Hello,
I have a system configured following the wiki instructions. The system has a RAID5 SAS based array, and I'm getting ~150MB/s writing rates (inside the VM) writing 6GB of 1GB blocks of zeros from /dev/zero to a file using dd. Nodes are connected by gigabit ethernet.
While performing the write remus bails out. The scenario repeats with "real" heavy IO system load.
(cannot post links, remove space in URLs)

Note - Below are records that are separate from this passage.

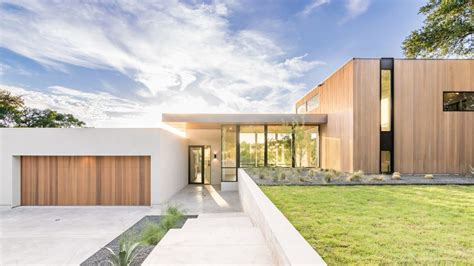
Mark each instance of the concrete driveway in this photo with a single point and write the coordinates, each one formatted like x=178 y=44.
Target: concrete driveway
x=69 y=235
x=61 y=235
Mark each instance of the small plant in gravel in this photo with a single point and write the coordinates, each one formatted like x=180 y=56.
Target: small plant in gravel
x=356 y=176
x=378 y=178
x=396 y=176
x=329 y=176
x=153 y=233
x=128 y=251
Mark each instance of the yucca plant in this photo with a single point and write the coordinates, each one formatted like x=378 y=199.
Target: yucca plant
x=127 y=252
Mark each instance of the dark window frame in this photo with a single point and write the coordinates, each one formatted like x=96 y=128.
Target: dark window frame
x=450 y=111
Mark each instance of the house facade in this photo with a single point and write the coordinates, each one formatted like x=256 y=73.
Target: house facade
x=376 y=115
x=386 y=115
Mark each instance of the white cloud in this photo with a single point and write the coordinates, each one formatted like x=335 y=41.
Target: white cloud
x=186 y=55
x=313 y=6
x=355 y=8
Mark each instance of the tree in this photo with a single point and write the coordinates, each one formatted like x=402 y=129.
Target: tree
x=447 y=31
x=14 y=113
x=10 y=109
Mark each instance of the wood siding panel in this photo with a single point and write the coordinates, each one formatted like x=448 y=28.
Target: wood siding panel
x=85 y=180
x=336 y=100
x=367 y=115
x=428 y=140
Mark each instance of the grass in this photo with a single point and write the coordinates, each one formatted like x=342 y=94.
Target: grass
x=382 y=224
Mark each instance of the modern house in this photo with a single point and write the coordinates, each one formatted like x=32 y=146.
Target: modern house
x=376 y=115
x=386 y=115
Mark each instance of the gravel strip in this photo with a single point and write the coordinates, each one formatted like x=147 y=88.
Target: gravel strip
x=101 y=257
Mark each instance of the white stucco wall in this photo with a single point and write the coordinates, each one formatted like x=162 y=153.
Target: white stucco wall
x=168 y=154
x=211 y=137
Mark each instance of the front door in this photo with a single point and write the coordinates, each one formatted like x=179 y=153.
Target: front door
x=196 y=164
x=200 y=164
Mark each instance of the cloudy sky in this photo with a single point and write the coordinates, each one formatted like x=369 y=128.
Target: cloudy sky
x=123 y=63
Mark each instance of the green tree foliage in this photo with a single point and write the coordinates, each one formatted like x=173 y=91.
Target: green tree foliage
x=447 y=31
x=14 y=113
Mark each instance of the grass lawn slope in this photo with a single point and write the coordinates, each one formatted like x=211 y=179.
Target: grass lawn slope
x=382 y=224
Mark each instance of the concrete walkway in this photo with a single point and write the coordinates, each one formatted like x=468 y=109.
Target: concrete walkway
x=69 y=235
x=219 y=239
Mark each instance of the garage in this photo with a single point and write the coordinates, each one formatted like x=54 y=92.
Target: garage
x=85 y=180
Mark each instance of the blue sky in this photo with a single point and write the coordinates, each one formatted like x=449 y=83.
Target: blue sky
x=123 y=63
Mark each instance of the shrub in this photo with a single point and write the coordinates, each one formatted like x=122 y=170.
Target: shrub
x=378 y=178
x=335 y=172
x=328 y=176
x=152 y=234
x=396 y=176
x=126 y=254
x=356 y=176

/var/log/messages pastebin. com/SdRJRmg4
remus.out pastebin. com/LGvyyhnb (snipped)
I'm using 40ms barriers.
From my reading of the logs, it seems that (expectedly) the communication between the machines becomes saturated:
- The ifs queue becomes unavailable (?)
- DRBD figures it got disconnected from the other node
- DRBD reconnects, and gets turned down again
- DRBD reconnects and starts syncing
- After a little more than 1 minute, DRBD eventually syncs
- Meanwhile, Remus apparently times out waiting for the barrier end, exits dirty leaving the ifs queue.
- DRBD never gets back to dual Primary mode
Does anyone have any idea on how best to deal with this scenario? Is it possible to increase the Remus timeout or to forcefully limit the DRBD block device write rate?